The increase of women in the paid workforce was arguably the most significant change in the economy in the past century. Yet although the female labor force participation rate has been rising steadily in the country, it has not done so evenly across states and cities.

Previous research has explored the factors that create these disparities, but not much is known about their effects. Looking at Census data from 1980 to 2010, I studied how women’s participation in the workforce influences wage growth in approximately 250 U.S. metropolitan areas. 
What I found out is that places with higher female labor force participation rate experienced higher real wage growth than otherwise similar cities.

For example, in 1980, 59.5% of women in Minneapolis were in the labor force, compared with just 53.4% in Columbus, Ohio. That difference led to over 4% higher median wage growth for Minneapolis, which saw median wages grow $0.54/hour more than Columbus from 1980 to 2010.

Despite increases in gross domestic product per capita, real wages for many workers have been stagnating in recent decades. The trend has particularly hurt men, while women have largely benefited from the growing service sector.

Some cities, such as Flint, Michigan, saw median real wages go down despite more women entering the workforce. This is because there are many other factors that affect wage growth in cities aside from the female labor force participation rate. Cities like San Jose, California, and Boston, with more robust economies and high-growth industries, expected to see higher wage growth than cities like Flint, which saw its main industry decline and its economy shrink.

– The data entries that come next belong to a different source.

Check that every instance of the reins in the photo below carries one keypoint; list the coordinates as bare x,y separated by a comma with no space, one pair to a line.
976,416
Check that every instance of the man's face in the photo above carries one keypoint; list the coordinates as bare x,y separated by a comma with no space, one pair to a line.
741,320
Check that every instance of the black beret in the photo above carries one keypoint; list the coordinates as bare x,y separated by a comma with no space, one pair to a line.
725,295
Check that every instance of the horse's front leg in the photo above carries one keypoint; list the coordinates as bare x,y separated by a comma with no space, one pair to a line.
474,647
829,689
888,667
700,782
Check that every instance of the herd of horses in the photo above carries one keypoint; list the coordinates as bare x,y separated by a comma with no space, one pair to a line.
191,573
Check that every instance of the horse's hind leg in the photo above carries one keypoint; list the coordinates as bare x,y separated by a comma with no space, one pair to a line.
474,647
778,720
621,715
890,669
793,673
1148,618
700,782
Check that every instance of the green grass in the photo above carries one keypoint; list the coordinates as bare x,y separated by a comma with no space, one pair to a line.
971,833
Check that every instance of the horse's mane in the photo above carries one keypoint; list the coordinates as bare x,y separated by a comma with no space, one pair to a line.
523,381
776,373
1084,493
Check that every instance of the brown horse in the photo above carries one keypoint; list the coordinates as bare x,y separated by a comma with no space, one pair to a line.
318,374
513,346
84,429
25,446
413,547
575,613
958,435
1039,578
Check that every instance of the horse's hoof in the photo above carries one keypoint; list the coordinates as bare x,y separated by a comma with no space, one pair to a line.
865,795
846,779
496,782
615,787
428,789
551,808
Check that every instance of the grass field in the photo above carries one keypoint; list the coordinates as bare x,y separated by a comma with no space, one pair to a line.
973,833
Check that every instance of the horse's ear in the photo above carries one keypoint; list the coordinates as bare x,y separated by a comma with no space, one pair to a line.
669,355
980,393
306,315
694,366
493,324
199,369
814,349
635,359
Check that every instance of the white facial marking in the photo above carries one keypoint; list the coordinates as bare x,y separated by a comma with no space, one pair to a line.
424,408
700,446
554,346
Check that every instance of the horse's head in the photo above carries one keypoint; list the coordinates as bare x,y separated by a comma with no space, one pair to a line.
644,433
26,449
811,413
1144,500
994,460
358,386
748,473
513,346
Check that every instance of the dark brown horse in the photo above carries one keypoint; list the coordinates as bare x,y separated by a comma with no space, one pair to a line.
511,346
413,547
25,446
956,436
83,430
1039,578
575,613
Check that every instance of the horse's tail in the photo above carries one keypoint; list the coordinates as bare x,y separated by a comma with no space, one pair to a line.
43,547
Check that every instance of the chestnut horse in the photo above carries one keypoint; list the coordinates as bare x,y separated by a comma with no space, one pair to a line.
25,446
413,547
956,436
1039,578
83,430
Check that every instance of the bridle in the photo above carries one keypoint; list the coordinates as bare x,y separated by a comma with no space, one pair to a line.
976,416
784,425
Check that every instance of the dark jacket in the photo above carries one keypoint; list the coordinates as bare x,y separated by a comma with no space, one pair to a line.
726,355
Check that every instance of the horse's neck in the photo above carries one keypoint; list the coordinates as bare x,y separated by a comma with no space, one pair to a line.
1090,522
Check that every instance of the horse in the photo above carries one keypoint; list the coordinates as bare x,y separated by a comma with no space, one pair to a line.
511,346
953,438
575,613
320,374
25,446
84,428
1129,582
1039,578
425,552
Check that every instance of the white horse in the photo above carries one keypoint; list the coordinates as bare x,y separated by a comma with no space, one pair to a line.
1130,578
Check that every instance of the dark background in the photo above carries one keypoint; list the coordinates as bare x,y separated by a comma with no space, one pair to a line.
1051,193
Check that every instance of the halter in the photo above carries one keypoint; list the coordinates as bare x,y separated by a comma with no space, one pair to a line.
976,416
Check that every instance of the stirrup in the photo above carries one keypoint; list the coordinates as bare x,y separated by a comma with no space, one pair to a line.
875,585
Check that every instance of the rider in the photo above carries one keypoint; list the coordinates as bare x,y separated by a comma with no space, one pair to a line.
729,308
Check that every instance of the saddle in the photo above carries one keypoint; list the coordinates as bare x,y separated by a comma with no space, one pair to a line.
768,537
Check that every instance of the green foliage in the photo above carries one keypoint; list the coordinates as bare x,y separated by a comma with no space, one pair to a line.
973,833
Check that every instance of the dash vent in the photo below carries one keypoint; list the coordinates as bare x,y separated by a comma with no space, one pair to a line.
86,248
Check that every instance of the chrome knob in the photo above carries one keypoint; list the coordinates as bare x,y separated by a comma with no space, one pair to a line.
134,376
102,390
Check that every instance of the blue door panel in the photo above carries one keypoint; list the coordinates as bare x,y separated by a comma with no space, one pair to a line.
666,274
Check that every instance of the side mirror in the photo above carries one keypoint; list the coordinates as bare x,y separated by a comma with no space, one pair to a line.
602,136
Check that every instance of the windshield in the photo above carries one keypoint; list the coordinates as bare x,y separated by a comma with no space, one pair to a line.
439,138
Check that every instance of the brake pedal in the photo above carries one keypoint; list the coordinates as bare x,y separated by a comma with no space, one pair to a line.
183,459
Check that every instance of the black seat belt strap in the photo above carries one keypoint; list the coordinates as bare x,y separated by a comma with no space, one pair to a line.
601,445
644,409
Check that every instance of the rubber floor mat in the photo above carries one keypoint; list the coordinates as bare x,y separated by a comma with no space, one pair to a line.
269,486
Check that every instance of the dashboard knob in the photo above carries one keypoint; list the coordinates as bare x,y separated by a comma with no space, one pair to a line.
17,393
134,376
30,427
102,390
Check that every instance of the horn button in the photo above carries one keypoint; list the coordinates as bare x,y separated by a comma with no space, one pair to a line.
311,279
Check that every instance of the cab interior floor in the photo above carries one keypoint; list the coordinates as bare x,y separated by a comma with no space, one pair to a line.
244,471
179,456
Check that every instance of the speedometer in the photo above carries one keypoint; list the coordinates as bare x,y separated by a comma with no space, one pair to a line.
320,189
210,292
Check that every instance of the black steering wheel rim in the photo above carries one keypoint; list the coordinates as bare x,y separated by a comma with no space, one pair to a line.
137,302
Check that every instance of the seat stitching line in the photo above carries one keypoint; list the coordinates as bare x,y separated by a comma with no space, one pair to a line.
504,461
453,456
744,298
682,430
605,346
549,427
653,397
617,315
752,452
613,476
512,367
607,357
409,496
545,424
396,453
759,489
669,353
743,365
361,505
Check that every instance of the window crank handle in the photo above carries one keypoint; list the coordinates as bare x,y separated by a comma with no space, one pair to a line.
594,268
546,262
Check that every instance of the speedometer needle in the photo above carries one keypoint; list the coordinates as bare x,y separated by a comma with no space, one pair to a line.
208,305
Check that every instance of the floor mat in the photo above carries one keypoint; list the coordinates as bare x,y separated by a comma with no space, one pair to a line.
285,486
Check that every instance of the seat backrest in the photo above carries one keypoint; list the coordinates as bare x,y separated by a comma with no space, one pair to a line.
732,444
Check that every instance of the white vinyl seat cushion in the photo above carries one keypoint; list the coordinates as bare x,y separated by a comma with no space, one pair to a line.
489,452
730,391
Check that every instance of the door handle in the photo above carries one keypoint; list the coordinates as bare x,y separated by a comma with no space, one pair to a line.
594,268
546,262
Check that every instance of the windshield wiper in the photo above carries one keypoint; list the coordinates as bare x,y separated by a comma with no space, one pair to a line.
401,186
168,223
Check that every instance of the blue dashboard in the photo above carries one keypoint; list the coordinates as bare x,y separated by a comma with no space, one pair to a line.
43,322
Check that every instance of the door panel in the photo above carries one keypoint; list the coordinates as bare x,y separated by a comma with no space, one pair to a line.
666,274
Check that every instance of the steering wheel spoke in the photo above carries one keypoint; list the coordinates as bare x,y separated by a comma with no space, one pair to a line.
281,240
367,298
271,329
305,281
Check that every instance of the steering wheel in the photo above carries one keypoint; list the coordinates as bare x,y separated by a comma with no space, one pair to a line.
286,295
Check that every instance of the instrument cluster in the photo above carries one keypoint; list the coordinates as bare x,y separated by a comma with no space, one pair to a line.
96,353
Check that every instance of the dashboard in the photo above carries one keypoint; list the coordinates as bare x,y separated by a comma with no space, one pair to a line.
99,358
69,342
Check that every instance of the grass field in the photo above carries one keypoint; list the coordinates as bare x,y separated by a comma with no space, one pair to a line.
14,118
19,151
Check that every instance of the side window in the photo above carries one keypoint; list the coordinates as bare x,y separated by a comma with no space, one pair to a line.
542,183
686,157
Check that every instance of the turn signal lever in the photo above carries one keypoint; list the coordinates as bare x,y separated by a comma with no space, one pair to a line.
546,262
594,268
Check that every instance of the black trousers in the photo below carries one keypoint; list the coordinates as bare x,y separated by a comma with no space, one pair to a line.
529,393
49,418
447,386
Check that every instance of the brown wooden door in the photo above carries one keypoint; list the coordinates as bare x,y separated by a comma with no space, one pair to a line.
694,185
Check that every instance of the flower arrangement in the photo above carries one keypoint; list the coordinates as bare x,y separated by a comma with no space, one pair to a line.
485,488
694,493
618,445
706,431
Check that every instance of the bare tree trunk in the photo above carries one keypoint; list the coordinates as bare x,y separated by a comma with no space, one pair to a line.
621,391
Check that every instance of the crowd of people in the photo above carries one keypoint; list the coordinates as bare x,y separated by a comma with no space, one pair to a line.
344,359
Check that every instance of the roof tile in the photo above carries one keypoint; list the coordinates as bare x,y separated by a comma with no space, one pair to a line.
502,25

Overall, my models suggest that every 10% increase in the female labor force participation rate in a metropolitan area is associated with a 5% increase in median real wages — for both men and women. When women are incorporated into the economy fairly (i.e., when they don’t face discrimination or aren’t segregated into low-paying, female-dominated occupations), the effect they have on cities is even larger. While female labor force participation rate across metropolitan areas have increased in every decade between 1980 and 2010, the largest gains by far were made in the 1980s, when women also made the largest gains in shrinking the gender wage gap and in reducing sex segregation.

When fewer women participate in the labor force, the economy operates without the talents and abilities of 51% of the population. If cities want to take advantage of the real wage gains that result from more women in the workforce, they should ask women what they want and find ways to meet their needs.